Infine, c’è anche un aspetto qualitativo da tenere in considerazione. A prescindere dagli interrogativi temporali, il fatto che dei robot possano sostituirsi agli esseri umani non soltanto per la loro capacità di compiere lavori ripetitivi, ma anche per un’inedita capacità di prendere decisioni non banali ponderando alternative, apre tutta una serie di dilemmi di diversa natura, anche etica.

Ma la vera domanda è la seguente: fino a che punto saremo disponibili a cedere la nostra volontà decisionale a degli umanoidi? Qui la tecnica non c’entra: è unicamente una questione di scelta (di rinuncia al proprio libero arbitrio). Non solo: fino a che punto fattori come la sensibilità e l’empatia, soft skills come la leadership e l’attitudine relazionale (tra l’altro sempre più rilevanti e ricercate nel mondo del lavoro), saranno replicabili con degli algoritmi, per quanto raffinatissimi nel simulare gli uomini? Un medico, la cui competenza e conoscenza non è solo tecnico-scientifica ma anche e soprattutto umana, sarà mai sostituibile da un robot, in tutti quei campi della sua attività che implicano un rapporto col paziente al di fuori delle quattro mura di una sala operatoria?

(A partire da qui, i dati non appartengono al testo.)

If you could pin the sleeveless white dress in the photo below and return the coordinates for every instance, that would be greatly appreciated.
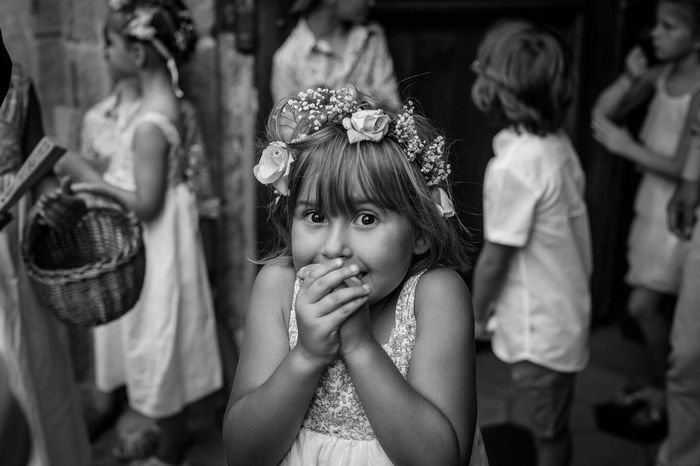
(336, 430)
(653, 252)
(165, 349)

A queste domande di personale scetticismo sulla sostituibilità di molto, moltissimo lavoro umano, l’obiezione sarà sempre la stessa: oggi non possiamo sapere. Ma se “oggi non possiamo sapere”, non possiamo neanche sapere l’opposto, ovvero che i robot ruberanno il nostro lavoro e noi saremo consegnati a un futuro di vacanze a vita. A meno di non fare della fantascienza (o della post-truth, se si preferisce).